I paused for a moment to let my words sink in. Then I smiled and said, “You might find this hard to believe, given my current level of sophistication, but back then I didn't understand the difference between the bid and the offer. I mean, I knew you sold at the bid and bought at the offer, but I'd never really considered what happened to the money in between.
“You see, with big stocks the difference between the two is small, maybe half a percent, and only occasionally do the brokers get a sliver of it; usually it's glommed up by traders. In fact, at Rothschild, the brokers would go absolutely wild when a block of stock came with a spread in it. They would call their clients and bang them over the head, because they were making double commission.
“But at the Investors’ Center, I couldn't believe my eyes. The spreads were enormous—at least fifty percent or better. I said to George, ‘How could the bid for Arncliffe National be twenty-five cents and the offer be fifty cents? My commission can't really be a quarter a share, can it ?’ to which he replied, ‘Sure, why not?’

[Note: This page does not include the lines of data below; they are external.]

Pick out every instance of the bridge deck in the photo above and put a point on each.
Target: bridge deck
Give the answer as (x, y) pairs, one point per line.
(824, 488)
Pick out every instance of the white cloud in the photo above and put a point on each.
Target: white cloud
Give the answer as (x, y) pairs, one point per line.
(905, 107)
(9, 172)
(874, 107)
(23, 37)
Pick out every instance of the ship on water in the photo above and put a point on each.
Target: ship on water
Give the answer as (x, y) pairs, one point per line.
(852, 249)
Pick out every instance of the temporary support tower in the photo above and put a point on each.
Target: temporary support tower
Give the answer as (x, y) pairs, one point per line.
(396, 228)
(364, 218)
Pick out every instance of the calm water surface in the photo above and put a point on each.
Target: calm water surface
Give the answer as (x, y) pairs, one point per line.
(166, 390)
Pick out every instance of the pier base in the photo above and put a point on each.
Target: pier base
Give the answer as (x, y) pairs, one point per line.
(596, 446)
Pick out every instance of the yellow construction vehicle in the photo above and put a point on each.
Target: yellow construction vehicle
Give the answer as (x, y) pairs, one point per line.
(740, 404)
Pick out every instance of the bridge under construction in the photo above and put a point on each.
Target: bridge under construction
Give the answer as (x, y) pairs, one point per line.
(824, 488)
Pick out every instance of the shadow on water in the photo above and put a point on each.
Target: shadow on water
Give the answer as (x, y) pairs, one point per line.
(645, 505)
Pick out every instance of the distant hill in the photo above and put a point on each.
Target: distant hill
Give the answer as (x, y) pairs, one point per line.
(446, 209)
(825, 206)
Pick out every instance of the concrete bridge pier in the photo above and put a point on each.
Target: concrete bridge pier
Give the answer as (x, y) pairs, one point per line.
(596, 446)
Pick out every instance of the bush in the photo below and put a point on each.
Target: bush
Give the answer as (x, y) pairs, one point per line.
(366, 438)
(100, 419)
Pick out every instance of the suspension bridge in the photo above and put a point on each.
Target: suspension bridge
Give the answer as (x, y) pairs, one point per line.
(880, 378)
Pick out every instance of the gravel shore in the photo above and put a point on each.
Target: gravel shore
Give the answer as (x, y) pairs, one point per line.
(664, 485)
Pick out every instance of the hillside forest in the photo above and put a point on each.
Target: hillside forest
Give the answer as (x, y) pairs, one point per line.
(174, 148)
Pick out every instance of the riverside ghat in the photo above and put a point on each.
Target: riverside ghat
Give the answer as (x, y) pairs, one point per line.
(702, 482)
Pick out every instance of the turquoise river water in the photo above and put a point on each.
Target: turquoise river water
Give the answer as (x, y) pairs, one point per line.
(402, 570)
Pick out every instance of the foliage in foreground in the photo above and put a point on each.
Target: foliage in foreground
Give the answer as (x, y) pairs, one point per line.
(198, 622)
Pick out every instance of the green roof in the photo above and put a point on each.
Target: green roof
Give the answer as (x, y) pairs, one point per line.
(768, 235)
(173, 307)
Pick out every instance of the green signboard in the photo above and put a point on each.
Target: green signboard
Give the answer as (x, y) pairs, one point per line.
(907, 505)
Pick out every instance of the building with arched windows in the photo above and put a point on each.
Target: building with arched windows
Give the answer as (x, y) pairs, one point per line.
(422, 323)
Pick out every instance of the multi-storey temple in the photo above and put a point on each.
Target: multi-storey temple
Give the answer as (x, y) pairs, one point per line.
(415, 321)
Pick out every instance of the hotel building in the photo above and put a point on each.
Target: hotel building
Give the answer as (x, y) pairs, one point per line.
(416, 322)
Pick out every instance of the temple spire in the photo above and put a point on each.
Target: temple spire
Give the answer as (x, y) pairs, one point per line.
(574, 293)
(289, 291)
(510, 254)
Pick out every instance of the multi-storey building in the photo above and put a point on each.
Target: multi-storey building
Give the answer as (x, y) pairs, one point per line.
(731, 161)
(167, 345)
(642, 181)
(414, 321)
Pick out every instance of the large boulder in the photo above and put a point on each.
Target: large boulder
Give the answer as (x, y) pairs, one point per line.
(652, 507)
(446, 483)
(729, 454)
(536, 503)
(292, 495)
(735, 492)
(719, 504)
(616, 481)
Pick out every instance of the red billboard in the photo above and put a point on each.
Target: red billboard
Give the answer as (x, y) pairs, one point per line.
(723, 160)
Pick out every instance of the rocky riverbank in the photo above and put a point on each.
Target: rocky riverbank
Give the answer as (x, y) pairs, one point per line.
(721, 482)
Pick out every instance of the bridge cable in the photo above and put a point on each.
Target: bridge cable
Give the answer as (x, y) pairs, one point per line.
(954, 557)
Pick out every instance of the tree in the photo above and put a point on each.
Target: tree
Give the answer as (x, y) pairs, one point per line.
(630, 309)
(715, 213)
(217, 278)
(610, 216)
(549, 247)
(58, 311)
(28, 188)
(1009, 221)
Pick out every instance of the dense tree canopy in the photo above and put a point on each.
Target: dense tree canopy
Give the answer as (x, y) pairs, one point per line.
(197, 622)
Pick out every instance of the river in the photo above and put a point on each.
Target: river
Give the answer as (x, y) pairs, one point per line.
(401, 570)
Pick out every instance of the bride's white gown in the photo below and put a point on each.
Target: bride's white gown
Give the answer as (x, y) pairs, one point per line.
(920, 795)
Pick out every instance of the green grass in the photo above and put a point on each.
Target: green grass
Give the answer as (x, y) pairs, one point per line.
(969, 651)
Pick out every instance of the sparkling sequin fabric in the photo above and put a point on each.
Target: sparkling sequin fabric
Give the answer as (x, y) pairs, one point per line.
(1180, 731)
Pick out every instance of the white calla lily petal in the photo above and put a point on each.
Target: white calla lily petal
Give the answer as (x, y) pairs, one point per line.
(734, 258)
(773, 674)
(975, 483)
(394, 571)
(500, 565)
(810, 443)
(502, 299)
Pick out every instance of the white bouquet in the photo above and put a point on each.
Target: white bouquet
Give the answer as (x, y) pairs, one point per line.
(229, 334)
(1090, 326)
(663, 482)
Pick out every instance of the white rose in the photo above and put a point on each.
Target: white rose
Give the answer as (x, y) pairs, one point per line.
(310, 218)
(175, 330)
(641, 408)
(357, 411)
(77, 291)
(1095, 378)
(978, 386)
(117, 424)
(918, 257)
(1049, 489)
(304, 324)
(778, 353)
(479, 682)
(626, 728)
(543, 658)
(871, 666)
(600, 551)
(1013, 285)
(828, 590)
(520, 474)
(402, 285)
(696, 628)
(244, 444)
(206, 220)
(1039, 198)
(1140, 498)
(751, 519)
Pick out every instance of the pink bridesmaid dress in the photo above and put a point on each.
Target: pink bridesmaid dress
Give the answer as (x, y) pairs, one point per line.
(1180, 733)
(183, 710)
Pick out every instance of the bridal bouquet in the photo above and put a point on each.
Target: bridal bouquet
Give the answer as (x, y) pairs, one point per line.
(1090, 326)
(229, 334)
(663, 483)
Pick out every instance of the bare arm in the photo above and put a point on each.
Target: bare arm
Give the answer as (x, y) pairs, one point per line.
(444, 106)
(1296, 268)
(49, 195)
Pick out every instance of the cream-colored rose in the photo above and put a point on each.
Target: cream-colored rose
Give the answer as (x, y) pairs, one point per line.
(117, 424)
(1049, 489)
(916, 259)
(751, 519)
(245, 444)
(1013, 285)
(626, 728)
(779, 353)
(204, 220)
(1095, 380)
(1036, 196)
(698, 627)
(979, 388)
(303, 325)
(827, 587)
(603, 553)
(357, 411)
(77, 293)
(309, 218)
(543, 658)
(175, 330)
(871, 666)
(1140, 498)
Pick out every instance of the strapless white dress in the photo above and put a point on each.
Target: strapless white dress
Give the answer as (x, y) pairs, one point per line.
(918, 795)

“I said, ‘Well, let's just suppose a client purchases a quarter million dollars of Arncliffe National’—that was an average trade at LF Rothschild—‘Would my commission really be $125,000?’ I asked.
“ ‘Yeah, in theory,’ he answered, ‘but it doesn't really work that way, because no one puts that kind of money into penny stocks.’
“ ‘Why not?’ I asked.
“ ‘Well…’ he replied, not that confidently, ‘we… uh… we don't call people who have that kind of money. We call working-class people.’
“ ‘Really?’ I said. ‘Why call people who don't have money to invest in the stock market? It seems illogical.’
“ ‘Yeah, maybe so,’ he replied, ‘but rich people don't buy penny stocks.’
“ ‘Why not?’ I asked for the second time, to which he started hemming and hawing. He really had no answer other than telling me just to trust him, which I did. In retrospect, I think I was too beaten down to argue, because under normal circumstances I would have debated him until I was blue in the face. In any case, I decided to take his words as gospel and go along with the program. I took a seat next to Chris Knight and then wrote a script for a cosmetics company called Arncliffe International.”